Most materials get thinner vertically when they’re stretched horizontally. Think about how a water balloon becomes more fragile with more water inside. However, scientists have manufactured so-called “auxetic” materials that can do the opposite, thanks to a special way their atomic structures line up, like a hinge that opens.

But Purdue electrical engineering professor Peter Yeh says his team’s discovery marks the first time the phenomenon has been observed in nature. He compares it to complicated origami.

“But this is not from an artificial structure, but from the atomic structure itself, from mother nature,” he says. “Only this material has this structure.”

The material — black phosphorus — has atoms arranged in a certain lattice shape.
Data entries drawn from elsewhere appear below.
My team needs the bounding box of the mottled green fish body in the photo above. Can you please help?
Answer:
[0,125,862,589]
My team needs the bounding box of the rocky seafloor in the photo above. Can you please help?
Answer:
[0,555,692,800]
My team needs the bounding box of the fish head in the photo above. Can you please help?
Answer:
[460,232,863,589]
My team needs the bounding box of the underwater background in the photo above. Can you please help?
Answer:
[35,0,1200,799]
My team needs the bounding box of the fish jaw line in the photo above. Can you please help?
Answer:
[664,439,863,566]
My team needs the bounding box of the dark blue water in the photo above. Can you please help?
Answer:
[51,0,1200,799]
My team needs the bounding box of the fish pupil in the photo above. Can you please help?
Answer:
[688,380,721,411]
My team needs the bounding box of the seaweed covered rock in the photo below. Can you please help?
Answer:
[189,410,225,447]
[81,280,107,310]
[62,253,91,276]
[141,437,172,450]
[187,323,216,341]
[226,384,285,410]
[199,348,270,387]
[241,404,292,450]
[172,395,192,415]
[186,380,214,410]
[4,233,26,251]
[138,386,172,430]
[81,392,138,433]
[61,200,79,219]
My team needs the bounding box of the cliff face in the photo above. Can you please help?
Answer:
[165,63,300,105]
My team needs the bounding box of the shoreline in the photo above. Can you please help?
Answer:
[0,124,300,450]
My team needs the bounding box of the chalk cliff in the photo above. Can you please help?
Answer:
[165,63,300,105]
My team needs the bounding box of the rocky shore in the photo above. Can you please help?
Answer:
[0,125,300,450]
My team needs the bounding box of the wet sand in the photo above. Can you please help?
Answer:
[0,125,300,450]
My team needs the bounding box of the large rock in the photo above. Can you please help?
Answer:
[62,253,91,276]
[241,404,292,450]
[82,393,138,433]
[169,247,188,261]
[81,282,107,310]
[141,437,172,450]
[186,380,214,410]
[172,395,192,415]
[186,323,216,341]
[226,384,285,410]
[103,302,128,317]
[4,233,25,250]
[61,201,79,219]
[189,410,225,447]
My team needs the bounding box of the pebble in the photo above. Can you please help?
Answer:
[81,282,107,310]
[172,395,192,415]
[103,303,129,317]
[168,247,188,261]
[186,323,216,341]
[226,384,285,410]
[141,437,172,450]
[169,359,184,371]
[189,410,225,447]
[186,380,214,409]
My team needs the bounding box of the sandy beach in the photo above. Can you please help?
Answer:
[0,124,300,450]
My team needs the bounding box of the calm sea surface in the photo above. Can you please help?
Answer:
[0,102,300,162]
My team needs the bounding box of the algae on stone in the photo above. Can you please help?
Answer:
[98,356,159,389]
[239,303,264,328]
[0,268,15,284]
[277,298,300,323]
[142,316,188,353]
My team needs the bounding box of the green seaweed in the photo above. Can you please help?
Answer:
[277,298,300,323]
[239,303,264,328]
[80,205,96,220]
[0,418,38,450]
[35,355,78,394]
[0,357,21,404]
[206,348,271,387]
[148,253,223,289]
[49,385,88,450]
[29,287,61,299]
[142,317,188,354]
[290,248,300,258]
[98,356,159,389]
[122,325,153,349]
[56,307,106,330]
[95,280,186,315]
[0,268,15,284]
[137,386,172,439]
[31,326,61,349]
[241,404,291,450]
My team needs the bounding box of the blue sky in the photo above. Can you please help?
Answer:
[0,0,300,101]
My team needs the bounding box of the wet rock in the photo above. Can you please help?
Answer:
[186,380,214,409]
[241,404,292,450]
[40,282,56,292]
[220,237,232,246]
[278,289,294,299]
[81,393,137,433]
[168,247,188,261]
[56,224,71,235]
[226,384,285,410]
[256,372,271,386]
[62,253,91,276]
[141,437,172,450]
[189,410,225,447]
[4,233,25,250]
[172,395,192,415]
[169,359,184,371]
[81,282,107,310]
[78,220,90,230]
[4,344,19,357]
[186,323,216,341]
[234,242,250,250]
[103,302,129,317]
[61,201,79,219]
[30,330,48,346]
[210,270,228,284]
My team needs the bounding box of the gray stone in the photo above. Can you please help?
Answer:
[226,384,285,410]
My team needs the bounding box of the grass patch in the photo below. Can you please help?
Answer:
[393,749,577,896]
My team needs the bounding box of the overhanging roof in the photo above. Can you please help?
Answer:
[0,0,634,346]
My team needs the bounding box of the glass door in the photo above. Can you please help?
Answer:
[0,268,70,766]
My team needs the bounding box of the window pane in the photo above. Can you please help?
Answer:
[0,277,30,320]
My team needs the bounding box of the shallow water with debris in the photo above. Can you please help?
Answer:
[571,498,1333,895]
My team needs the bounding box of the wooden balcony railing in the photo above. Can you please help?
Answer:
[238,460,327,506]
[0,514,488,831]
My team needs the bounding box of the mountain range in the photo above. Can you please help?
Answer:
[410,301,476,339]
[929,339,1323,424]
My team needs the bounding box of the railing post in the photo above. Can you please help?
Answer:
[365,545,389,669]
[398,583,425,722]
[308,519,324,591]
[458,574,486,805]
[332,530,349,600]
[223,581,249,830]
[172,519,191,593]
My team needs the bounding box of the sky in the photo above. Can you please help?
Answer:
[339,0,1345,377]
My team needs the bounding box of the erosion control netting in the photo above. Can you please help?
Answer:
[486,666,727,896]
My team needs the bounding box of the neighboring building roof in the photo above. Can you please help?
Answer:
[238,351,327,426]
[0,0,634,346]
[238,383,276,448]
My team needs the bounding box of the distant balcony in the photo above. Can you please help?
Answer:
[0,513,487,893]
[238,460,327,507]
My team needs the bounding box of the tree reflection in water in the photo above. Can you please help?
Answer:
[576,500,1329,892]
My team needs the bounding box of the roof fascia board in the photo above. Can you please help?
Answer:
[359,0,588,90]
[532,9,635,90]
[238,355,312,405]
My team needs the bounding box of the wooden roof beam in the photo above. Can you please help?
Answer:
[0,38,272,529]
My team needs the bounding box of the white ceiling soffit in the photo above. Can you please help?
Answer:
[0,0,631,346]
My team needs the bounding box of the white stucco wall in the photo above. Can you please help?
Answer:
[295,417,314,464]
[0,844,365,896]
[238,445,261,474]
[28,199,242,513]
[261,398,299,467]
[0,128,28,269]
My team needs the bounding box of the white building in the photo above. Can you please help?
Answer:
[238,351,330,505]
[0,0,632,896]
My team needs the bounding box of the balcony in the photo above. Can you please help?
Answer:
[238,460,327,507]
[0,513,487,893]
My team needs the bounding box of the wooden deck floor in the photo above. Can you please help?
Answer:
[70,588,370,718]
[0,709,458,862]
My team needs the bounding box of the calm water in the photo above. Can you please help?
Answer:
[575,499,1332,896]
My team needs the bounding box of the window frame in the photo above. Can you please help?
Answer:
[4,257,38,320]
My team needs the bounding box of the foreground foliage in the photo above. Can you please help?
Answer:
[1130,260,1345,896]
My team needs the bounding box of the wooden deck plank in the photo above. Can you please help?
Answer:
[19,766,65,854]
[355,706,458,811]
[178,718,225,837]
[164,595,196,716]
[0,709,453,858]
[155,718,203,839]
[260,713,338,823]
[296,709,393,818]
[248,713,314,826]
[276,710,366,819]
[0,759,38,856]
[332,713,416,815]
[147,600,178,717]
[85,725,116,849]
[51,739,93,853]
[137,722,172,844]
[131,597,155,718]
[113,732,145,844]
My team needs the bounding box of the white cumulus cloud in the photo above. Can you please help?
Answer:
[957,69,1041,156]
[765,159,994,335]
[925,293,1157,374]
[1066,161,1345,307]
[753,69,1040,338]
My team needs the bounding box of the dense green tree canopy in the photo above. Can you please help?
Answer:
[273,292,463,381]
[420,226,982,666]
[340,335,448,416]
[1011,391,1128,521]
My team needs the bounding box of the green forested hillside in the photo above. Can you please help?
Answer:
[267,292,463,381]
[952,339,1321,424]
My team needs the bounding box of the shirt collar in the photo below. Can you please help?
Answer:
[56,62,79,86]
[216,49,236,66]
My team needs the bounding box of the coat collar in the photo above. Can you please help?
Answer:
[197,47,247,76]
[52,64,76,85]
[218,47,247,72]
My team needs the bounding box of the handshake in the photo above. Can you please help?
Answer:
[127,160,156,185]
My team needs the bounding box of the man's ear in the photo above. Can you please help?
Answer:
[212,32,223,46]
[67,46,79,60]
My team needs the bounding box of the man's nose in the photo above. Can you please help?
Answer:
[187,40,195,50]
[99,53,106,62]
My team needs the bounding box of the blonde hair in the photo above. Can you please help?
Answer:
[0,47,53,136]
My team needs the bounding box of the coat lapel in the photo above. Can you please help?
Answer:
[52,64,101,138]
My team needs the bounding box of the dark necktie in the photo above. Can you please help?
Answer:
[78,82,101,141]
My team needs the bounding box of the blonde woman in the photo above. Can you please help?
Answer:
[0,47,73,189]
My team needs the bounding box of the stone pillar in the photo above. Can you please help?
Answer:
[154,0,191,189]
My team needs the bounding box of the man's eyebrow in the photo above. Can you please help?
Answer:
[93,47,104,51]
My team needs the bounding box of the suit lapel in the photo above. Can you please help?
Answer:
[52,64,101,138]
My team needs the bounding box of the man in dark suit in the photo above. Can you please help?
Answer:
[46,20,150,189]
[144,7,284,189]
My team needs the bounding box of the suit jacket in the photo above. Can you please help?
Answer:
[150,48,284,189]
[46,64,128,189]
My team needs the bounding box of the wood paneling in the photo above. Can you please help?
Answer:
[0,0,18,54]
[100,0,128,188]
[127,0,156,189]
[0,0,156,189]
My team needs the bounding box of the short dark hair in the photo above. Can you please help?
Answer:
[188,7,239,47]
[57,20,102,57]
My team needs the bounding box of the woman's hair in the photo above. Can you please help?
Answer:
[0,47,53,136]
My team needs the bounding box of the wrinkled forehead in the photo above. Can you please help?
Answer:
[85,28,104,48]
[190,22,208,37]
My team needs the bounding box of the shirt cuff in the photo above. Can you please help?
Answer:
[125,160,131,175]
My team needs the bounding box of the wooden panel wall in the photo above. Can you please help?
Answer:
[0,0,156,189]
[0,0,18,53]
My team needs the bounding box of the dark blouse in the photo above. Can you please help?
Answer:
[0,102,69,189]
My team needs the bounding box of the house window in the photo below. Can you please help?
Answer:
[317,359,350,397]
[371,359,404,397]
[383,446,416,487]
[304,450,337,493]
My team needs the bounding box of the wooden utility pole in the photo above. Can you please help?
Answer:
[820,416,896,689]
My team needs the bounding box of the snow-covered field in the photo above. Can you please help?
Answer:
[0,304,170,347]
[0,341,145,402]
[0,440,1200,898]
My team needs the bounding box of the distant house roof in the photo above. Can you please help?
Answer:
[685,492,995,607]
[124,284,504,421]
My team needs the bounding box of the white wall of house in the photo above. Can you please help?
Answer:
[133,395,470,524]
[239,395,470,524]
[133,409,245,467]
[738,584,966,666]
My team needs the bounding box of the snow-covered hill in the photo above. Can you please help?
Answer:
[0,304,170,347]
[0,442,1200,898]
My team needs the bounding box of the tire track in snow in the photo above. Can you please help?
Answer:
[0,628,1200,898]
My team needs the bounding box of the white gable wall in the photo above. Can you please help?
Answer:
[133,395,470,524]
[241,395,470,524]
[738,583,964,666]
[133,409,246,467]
Purdue electrical engineering professor Peter Ye says when black phosphorus is stretched, the element’s lattice opens up and creates more space between the atoms, making it thicker.

“The cross section expands instead of shrinking, because the atomic structure in this material is complicated,” Ye explains. “It has what we call a hatchet — or puckered — structure.”

Perhaps the most recognizable example of auxetic behavior is the Hoberman Sphere, the collapsible geodesic dome used as a toy in many elementary school classrooms.

An interdisciplinary team of electrical and mechanical engineers made the discovery about the element. Black phosphorus looks like the graphite in pencils and is emerging as a material of interest in the tech world because it can be sliced very thin and act as a semiconductor.

Ye says auxetics’ unique reaction could be good for making electronics that could withstand high temperatures.

“These mechanical properties are related to strain, for example,” he says. “So maybe electronic materials with these particular properties can be very stable.”

The scientists hope to see if the same thickening phenomenon occurs in super-thin materials, such as graphene, a layer of graphite sliced one atom thick.